Defunct American drugstore chain

Thrifty PayLess Holdings, Inc. was a pharmacy holding company that owned the Thrifty Drugs and PayLess Drug Stores chains in the western United States. The combined company was formed in April 1994 when Los Angeles–based TCH Corporation, the parent company of Thrifty Corporation and Thrifty Drug Stores, Inc., acquired PayLess Drug Stores Northwest, Inc.

At the time of the merger, Thrifty operated 495 stores and PayLess operated 543 stores. TCH Corporation was renamed Thrifty PayLess Holdings, Inc. In 1996, Rite Aid acquired Thrifty PayLess Holdings.

== History of PayLess ==

Logo for PayLess Drug Stores.

=== Independence ===
In 1932, L.J. Skaggs opened Payless Drug Stores in Tacoma, Washington, which soon expanded across the western United States. In 1939, four stores were sold to his brother Samuel "L.S." Skaggs and two associates after they resigned as executives at Safeway. These stores later became known as Skaggs PayLess Drug Stores, and later part of Skaggs Companies. The stores that remained with L.J. Skaggs eventually became part of Thrifty PayLess.

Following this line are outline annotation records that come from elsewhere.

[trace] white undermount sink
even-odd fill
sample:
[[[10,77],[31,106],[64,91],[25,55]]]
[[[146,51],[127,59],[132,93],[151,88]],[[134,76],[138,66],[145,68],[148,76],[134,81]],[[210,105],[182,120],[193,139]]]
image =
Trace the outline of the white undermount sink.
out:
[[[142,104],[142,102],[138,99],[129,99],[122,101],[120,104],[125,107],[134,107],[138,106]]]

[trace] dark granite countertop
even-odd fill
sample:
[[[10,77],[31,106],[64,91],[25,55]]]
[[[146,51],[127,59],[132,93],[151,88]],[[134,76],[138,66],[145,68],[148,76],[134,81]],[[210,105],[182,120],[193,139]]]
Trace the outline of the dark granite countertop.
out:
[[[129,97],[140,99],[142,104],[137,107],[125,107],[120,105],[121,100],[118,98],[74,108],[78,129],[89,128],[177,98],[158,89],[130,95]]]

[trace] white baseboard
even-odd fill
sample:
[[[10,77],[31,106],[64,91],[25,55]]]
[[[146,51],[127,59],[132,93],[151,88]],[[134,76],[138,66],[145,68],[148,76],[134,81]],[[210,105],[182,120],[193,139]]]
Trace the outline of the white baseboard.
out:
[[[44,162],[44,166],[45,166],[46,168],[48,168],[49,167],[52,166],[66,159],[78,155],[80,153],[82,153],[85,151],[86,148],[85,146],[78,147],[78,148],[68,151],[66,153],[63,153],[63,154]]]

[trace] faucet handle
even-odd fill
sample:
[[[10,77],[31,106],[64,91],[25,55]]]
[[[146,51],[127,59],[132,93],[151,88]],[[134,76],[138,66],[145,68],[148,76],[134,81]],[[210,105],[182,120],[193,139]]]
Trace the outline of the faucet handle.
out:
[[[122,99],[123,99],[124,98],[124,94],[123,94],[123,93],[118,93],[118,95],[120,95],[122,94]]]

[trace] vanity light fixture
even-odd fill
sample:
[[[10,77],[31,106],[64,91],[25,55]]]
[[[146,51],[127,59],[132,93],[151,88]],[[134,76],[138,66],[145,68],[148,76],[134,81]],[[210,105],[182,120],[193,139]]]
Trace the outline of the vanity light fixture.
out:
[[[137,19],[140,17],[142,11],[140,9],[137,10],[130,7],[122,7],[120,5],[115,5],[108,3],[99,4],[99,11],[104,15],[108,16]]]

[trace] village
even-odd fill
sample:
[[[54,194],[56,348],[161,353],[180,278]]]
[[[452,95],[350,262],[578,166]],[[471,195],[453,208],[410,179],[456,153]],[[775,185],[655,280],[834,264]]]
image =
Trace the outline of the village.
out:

During the 1940s, Peyton Hawes and William Armitage acquired five drug stores in Oregon and Washington, which were named PayLess, and grew their chain through both acquisition and internal expansion. Hawes lost two stores in the 1948 Vanport flood. By 1950, he had 11 stores across Oregon, Idaho, and Washington. By the 1960s, the Payless name was used by three separate companies: One based in Washington and Oregon, one in California, and a four-store chain in Tacoma, Washington. By 1961, Hawes had 12 stores throughout Oregon, four in Washington, one in California, and one in Idaho.

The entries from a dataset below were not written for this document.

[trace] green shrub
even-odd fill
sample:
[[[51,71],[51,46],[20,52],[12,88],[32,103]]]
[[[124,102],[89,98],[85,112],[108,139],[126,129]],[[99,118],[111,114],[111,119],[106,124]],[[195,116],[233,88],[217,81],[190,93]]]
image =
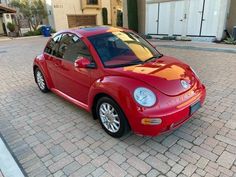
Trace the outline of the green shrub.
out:
[[[16,25],[13,23],[8,22],[7,23],[7,28],[9,29],[10,32],[14,32],[16,30]]]
[[[123,12],[121,10],[117,10],[116,25],[120,27],[123,26]]]
[[[176,36],[164,36],[161,40],[176,40]]]
[[[107,20],[107,8],[102,8],[102,21],[103,21],[103,25],[107,25],[108,24],[108,20]]]
[[[128,10],[128,26],[129,29],[132,29],[138,32],[138,5],[137,0],[128,0],[127,1],[127,10]]]

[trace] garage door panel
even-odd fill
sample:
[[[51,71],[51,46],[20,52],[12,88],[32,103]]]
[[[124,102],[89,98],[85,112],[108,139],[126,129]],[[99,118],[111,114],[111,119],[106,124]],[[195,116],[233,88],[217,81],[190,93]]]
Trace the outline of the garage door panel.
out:
[[[157,34],[159,4],[147,4],[146,6],[146,33]]]
[[[181,35],[184,25],[184,1],[173,2],[175,4],[174,34]]]
[[[202,21],[203,0],[190,0],[188,35],[199,35]]]
[[[220,0],[205,0],[205,8],[202,22],[203,36],[216,36],[219,24]]]
[[[171,2],[160,3],[159,34],[168,34],[170,28]]]
[[[96,15],[68,15],[69,28],[96,25]]]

In 1967, Pay Less Drug Stores Northwest became a public company. As early as 1971, the 32-store Skaggs Pay Less Drug Stores of Oakland discussed a merger with the 39-store Pay Less Drug Stores Northwest, Inc. of Portland. The combined company would drop the Skaggs name to be called Pay Less Stores. In 1973, the company acquired Seattle-based House of Values and Portland-owned Gov-Mart Bazaar to form PayLess House of Values. In 1976, it bought 21 Value Giant stores in Northern California, Oregon, and Washington. Pay Less Drug Stores Northwest finally acquired PayLess Drug Stores of Oakland, California, in 1980. Pay Less hit $1 billion in sales in 1984.

=== Sale to Kmart ===
In 1985, the 164-store Pay Less Drug Stores Northwest Inc. was acquired by Kmart for $509 million as part of the company's expansion program created by CEO Joseph Antonini. In 1986, there were 225 PayLess stores. In 1987, the company purchased 25 Osco Drug stores in California, Idaho, Oregon, and Washington. In 1990, the company acquired Pay Less of Tacoma, Washington. By this time, PayLess operated in nine western states before its parent company was acquired by Rite Aid and the stores rebranded.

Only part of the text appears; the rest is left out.